Gardening on the Moon: An Advection-Diffusion Model to Guide the Search for Supernova Debris in the Lunar Regolith

TL;DR

This paper develops a stochastic advection-diffusion model to understand lunar regolith gardening, aiding the search for supernova debris and predicting signals of r-process isotopes in lunar samples.

Contribution

The paper introduces a unified model of regolith gardening that explains isotope depth profiles and guides future searches for supernova-derived materials on the Moon.

Findings

Model accurately predicts Fe60 depth profiles in Apollo samples.

Supernova dust capture is independent of native iron abundance.

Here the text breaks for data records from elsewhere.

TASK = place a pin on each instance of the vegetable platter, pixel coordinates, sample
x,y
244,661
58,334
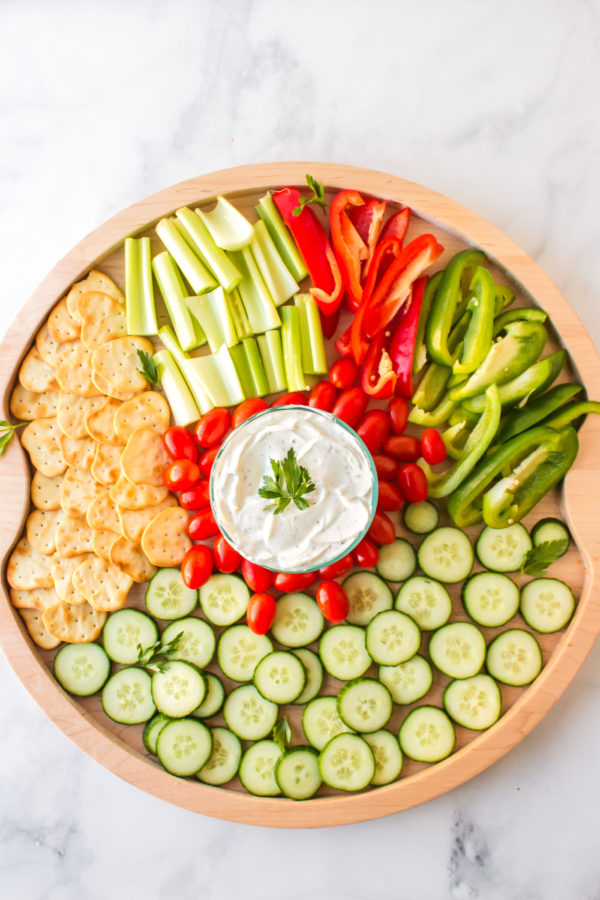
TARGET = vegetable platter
x,y
123,748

Pu244 depth profile can help determine its astrophysical origin.

Abstract

The vertical redistribution of materials in the lunar regolith - ranging from continuously produced space-weathering products to sporadic pulses of supernova- or kilonova-derived isotopes - remains a fundamental problem in planetary science. We present a unified stochastic model of regolith gardening induced by the impact flux. Treating gardening as a competition between impact-driven advection and diffusion predicts the maturity profiles of Apollo cores over more than two orders of magnitude in time ($1.4 \times 10^7$ to $4.5 \times 10^8$ years). This model describes well the depth profiles of live Fe60 in Apollo regolith samples, suggesting that supernova dust capture is independent of native iron abundance, and is consistent with a uniform influx at the latitudes of the Apollo landing sites. We extend our model to predict lunar signals for live r-process species that might originate from supernovae or kilonovae: Pu244 tied to terrestrial detections, and I129, Hf182, and Cm247 based on r-process calculations. The Pu244/Fe60 depth profile can probe the origin of Pu244, motivating searches in Artemis regolith samples down to depths O(100) cm.